“What do you want?” asks Pete at the warehouse where he works, when a face from the past turns up. “To see you” replies Una (Rooney Mara), the now twentysomething woman he groomed and sexually abused when she was a child.
Pete (Ben Mendelsohn) was Ray then, when they ran away together (technically abduction would be a better word), before the court case and his jail time.
This is a film about making sense of the past, and is told in the present and via flashbacks to the abuse and subsequent trial. Una’s feelings are undeniably complex, unsurprising considering your childhood is meant to anchor you for the future but hers has cut her adrift. She knows she was groomed now, but she still clings to Pete despite her fury.
And she’s furious at him – he has been able to change his name, while for her “the only thing I didn’t lose was my name. I had to keep my name”, making her a target for victim blamers and even his ex-girlfriend months and years after the trial.
They laugh and reminisce too, about the notes she left on his car as a child to get his intention: “Your girlfriend’s got a glass eye”.

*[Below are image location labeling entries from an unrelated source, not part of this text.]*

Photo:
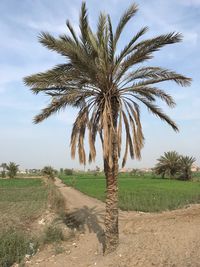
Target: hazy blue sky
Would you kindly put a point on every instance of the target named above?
(20, 55)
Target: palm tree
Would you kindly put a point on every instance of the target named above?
(107, 88)
(49, 172)
(169, 164)
(185, 165)
(12, 169)
(3, 173)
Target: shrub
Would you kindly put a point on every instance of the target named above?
(14, 245)
(68, 171)
(53, 234)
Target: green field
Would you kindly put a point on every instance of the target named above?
(146, 193)
(21, 200)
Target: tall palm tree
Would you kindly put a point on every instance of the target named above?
(107, 88)
(12, 169)
(169, 164)
(186, 165)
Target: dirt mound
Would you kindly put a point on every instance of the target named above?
(164, 239)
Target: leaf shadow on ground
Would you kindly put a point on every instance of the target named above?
(87, 218)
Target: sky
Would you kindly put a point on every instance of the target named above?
(48, 143)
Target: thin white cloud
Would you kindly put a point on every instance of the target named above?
(190, 2)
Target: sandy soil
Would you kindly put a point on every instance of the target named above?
(146, 239)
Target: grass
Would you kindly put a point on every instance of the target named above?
(21, 201)
(140, 193)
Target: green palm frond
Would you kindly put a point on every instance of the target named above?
(106, 87)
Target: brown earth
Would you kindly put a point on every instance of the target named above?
(146, 239)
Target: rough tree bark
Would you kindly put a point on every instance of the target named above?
(111, 216)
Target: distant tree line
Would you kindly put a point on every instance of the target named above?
(175, 166)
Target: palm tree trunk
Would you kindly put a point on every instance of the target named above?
(111, 216)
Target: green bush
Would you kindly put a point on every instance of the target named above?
(53, 234)
(14, 245)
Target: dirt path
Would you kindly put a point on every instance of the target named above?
(146, 239)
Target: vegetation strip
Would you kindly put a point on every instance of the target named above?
(139, 193)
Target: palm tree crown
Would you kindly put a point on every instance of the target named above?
(106, 86)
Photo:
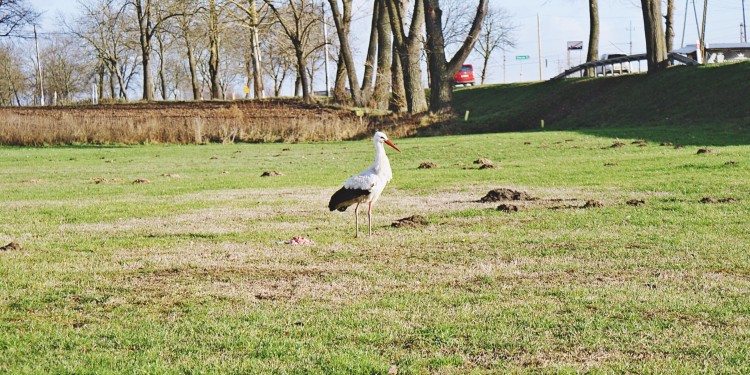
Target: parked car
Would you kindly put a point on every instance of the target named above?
(614, 68)
(465, 76)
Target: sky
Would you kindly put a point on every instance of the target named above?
(560, 21)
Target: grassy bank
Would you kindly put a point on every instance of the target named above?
(686, 97)
(185, 272)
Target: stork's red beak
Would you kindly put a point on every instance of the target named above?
(389, 143)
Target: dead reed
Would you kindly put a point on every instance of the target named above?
(177, 123)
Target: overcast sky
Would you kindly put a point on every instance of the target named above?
(560, 21)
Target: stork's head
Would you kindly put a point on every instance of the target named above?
(381, 138)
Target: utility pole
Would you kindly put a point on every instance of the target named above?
(539, 44)
(744, 22)
(39, 65)
(630, 34)
(325, 47)
(504, 68)
(684, 23)
(703, 30)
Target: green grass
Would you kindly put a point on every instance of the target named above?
(708, 97)
(185, 274)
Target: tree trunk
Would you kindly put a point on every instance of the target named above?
(669, 25)
(442, 71)
(144, 27)
(656, 48)
(213, 49)
(193, 70)
(409, 49)
(371, 52)
(303, 81)
(339, 86)
(379, 97)
(346, 53)
(593, 50)
(398, 102)
(162, 78)
(255, 55)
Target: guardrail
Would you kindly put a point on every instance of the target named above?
(618, 60)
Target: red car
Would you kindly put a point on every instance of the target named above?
(465, 76)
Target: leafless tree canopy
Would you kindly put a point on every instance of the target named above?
(14, 15)
(119, 50)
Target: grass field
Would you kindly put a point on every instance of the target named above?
(186, 273)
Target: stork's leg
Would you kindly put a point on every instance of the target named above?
(369, 218)
(356, 220)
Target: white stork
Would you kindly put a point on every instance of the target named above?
(366, 186)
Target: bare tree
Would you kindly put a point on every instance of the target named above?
(14, 15)
(67, 69)
(669, 24)
(656, 47)
(254, 20)
(383, 79)
(442, 71)
(497, 32)
(280, 61)
(409, 49)
(150, 15)
(12, 80)
(103, 25)
(297, 19)
(345, 51)
(214, 47)
(186, 30)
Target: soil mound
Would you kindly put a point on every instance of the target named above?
(507, 208)
(413, 221)
(636, 202)
(499, 195)
(11, 246)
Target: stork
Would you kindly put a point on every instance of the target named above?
(367, 186)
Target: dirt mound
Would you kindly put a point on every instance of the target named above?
(11, 246)
(592, 204)
(508, 208)
(720, 200)
(102, 180)
(413, 221)
(636, 202)
(503, 194)
(485, 163)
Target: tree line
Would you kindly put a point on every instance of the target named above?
(202, 49)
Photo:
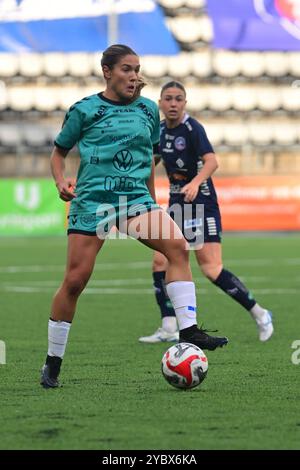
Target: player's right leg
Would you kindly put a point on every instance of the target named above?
(168, 331)
(82, 252)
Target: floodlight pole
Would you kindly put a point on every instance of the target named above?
(112, 24)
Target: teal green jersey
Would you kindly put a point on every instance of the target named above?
(115, 143)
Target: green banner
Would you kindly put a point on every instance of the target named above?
(31, 207)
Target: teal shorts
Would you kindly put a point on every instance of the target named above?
(110, 215)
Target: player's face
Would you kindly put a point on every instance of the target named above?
(123, 78)
(172, 104)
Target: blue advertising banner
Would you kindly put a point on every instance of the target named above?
(82, 26)
(256, 24)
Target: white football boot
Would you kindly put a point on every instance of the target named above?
(265, 326)
(160, 336)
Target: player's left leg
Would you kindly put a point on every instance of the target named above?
(168, 331)
(209, 258)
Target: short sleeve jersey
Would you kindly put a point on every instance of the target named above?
(115, 143)
(182, 149)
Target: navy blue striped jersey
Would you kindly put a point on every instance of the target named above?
(182, 149)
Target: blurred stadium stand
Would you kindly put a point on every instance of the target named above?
(248, 101)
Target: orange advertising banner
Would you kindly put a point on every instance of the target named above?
(253, 202)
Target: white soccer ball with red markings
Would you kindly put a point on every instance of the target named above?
(184, 365)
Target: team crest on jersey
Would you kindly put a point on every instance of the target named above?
(180, 143)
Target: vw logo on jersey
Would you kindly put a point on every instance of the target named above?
(180, 143)
(123, 160)
(180, 163)
(286, 11)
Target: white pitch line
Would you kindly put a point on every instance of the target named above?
(147, 264)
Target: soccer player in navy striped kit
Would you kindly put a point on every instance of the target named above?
(189, 160)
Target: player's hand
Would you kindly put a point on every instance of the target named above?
(190, 191)
(66, 190)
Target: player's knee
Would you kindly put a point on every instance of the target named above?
(75, 282)
(178, 252)
(211, 270)
(159, 264)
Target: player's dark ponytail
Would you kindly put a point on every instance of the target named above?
(114, 53)
(172, 84)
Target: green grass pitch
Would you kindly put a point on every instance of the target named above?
(114, 396)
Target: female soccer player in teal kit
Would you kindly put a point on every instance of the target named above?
(116, 132)
(190, 161)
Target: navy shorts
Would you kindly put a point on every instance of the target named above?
(206, 223)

The lack of agency and control she had during the process to bring Ray to justice also feels abusive to Una, and her description of being held down so doctors could obtain medical evidence is horrifying. Later, during the trial, refused permission to give Ray a message, she tells him loudly over the courtroom video link that she loves him.
Una hasn’t been able to move on but Pete has, and doesn’t seem inclined to help her do the same. For him it’s meant a new name, new relationship, and new job, though his old attitudes remain. He’s still claiming to understand what he did wrong while excusing it as Una was special. A “special” kind of victim-blaming as she is seen as responsible for her specialness.
And there’s always a line he can draw between himself and those men who look at pictures of abused children online: “Those sick bastards, I was never one of them”. After all, he only photographed her, no-one else.
Initially she’s a hugely irritating distraction to Pete, as the company announces it’s streamlining and cutting jobs, and he needs to be at those meetings.
Despite this Una is in charge when she visits Pete, less because she knows what she wants out of their meeting than because that uncertainty makes her unpredictable. She leads the way in sex, then enquires plaintively as they lie on the warehouse floor, “am I too old?”. Of his new wife she asks him if her ageing skin turns him on.
A couple of scenes are almost deliberate parodies. When she first turns up he finds a room for them to talk in and wants the door left open, just as an adult speaking to a child alone might require to ensure openness and transparency, and as protection for both; but she demands it be closed.
Then during a flashback to Una’s childhood she’s at the swimming pool and Ray is there. Afterwards in the changing rooms, surrounded by her friends, they ask her, giggling, about the man she was with: ‘tell us!” they cry, en masse. It reminded me of Grease where the girls at school are asking Sandy about the boy she met at the beach during the summer. But Una is a child – she describes herself as “a stupid girl with a stupid crush” – and she should have been given a safe space to learn to be a teenage girl and then a young woman, not been subject to a predator using her crush as an excuse to abuse her.
Mara, English accent included, is excellent. Una is utterly isolated and seems to exist in an almost empty world as she struggles with what he did to her.
Mendelsohn is terrific, imbuing Ray/Pete with a knowing, sly shiftiness; implying he just made a mistake and has done his time, but still making self-pitying excuses and moaning about the treatment he suffered inside, while all the time blaming Una.
Unsurprisingly this is quite a harrowing watch. Una started out as a play (Blackbird) and it’s definitely got that staged quality; the unravelling of their feelings also rather runs out of steam as it progresses. Not much is resolved either, though that’s not a criticism in itself.
The lighting is white and blue, in this warehouse at night, near-empty of people. But it doesn’t look cold or stark; functional and sparse certainly, but not chilly. It contrasts to the flashbacks of suburban home life, and the bedroom with the twin beds in the B&B they run off to.
Una’s mum Andrea is played by Tara Fitzgerald, in a small role as a woman utterly devastated by what happened. I would have liked to have heard more from her. She looks far more haggard than the time difference between now and those trial flashbacks would account for. But she’s also trying to make up for something, on the point of calling the police if her adult daughter doesn’t return: “Please come home, let me know where you are” she pleads.
And then there’s Pete’s friend and colleague Scott (Riz Ahmed), terrified he’s about to lose his job as the company rationalises, who takes Una back to his flat. The two of them later go to a party at Pete and his wife’s house, mirroring the flashback where Ray attended Una’s parents’ barbecue all those years ago.
This time it’s the end not the beginning though, and everything comes to a head, though the film finishes not with fireworks but with a slow smouldering ember.
And Pete has learned nothing, still putting himself in the position of the obsessed man in love with Una rather than an abuser: “I promise, you were the only one”.